On Thursday, July 1, amendments to the Civil Procedure Law came into force, which provides for the right of the court to oblige perpetrators to undergo a social rehabilitation course to reduce violent behaviour. The purpose of the amendments to the law is to prevent and reduce further risks of violence, as well as to act preventively so that situations of violence do not recur or at least decrease by correcting a person's violent behavioural habits.

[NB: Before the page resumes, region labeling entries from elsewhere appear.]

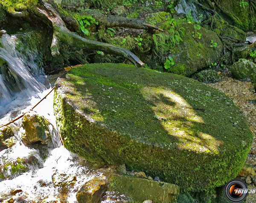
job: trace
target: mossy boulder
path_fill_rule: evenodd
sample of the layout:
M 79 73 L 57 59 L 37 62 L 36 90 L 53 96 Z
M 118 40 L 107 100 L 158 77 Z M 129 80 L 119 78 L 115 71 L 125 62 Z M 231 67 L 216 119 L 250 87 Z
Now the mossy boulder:
M 155 203 L 171 203 L 180 188 L 173 184 L 128 175 L 114 174 L 108 178 L 110 189 L 131 198 L 134 202 L 150 200 Z
M 68 149 L 124 163 L 183 191 L 211 190 L 236 178 L 252 144 L 232 100 L 193 79 L 94 64 L 72 69 L 56 85 L 55 113 Z
M 15 131 L 12 126 L 0 128 L 0 151 L 10 147 L 15 144 Z
M 187 22 L 183 22 L 181 26 L 185 29 L 185 34 L 182 43 L 174 48 L 171 54 L 175 65 L 169 70 L 176 74 L 183 73 L 181 74 L 189 76 L 217 62 L 223 45 L 212 31 L 202 27 L 200 31 L 195 30 L 194 25 Z M 192 32 L 199 32 L 202 35 L 201 39 L 193 37 Z M 217 43 L 216 47 L 211 47 L 212 40 Z
M 252 50 L 248 45 L 238 47 L 234 49 L 234 59 L 236 61 L 240 59 L 246 59 L 250 57 Z
M 216 82 L 221 80 L 221 76 L 215 70 L 210 69 L 204 70 L 198 73 L 194 77 L 201 82 L 207 83 Z
M 253 81 L 256 79 L 256 64 L 249 60 L 240 59 L 233 64 L 231 71 L 237 79 Z
M 51 141 L 48 126 L 49 124 L 43 116 L 34 111 L 26 113 L 22 118 L 24 132 L 21 137 L 23 142 L 32 144 L 37 142 L 46 144 Z
M 95 177 L 84 183 L 76 193 L 78 203 L 98 203 L 107 189 L 107 178 Z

The amendments to the law envisage the obligation of the abusive person to complete a social rehabilitation course to reduce violent behaviour within one year from the day of receiving the court decision, as well as impose an obligation on the abusive person to partially cover the costs of social rehabilitation courses. The amount of the co-payment depends on how long after the court decision the violent person starts taking the courses. Namely, if the courses are started within six months from the date of receipt of the court decision, then the co-payment is provided in the amount of only ten percent of the course costs.
The abusive person will have to attend the courses at the social rehabilitation institution specified in the court decision. In case the perpetrator does not fulfil the obligations specified by law, he or she will be subject to criminal liability.
In order to protect the rights of an individual, an application for temporary protection from violence may be submitted to the court by the victim or the orphan's and custody court, if the child's parent or guardian has not submitted an application, by requesting the court to oblige the abusive person to complete the courses for the management of violent behaviour (as well as other measures for protection from violence). At the same time, it can be submitted through the police.
The temporary protection introduced by the amendments to the law is expected to be an effective way to reduce the occurrence of violent situations and address the risks of violence in society in the long run.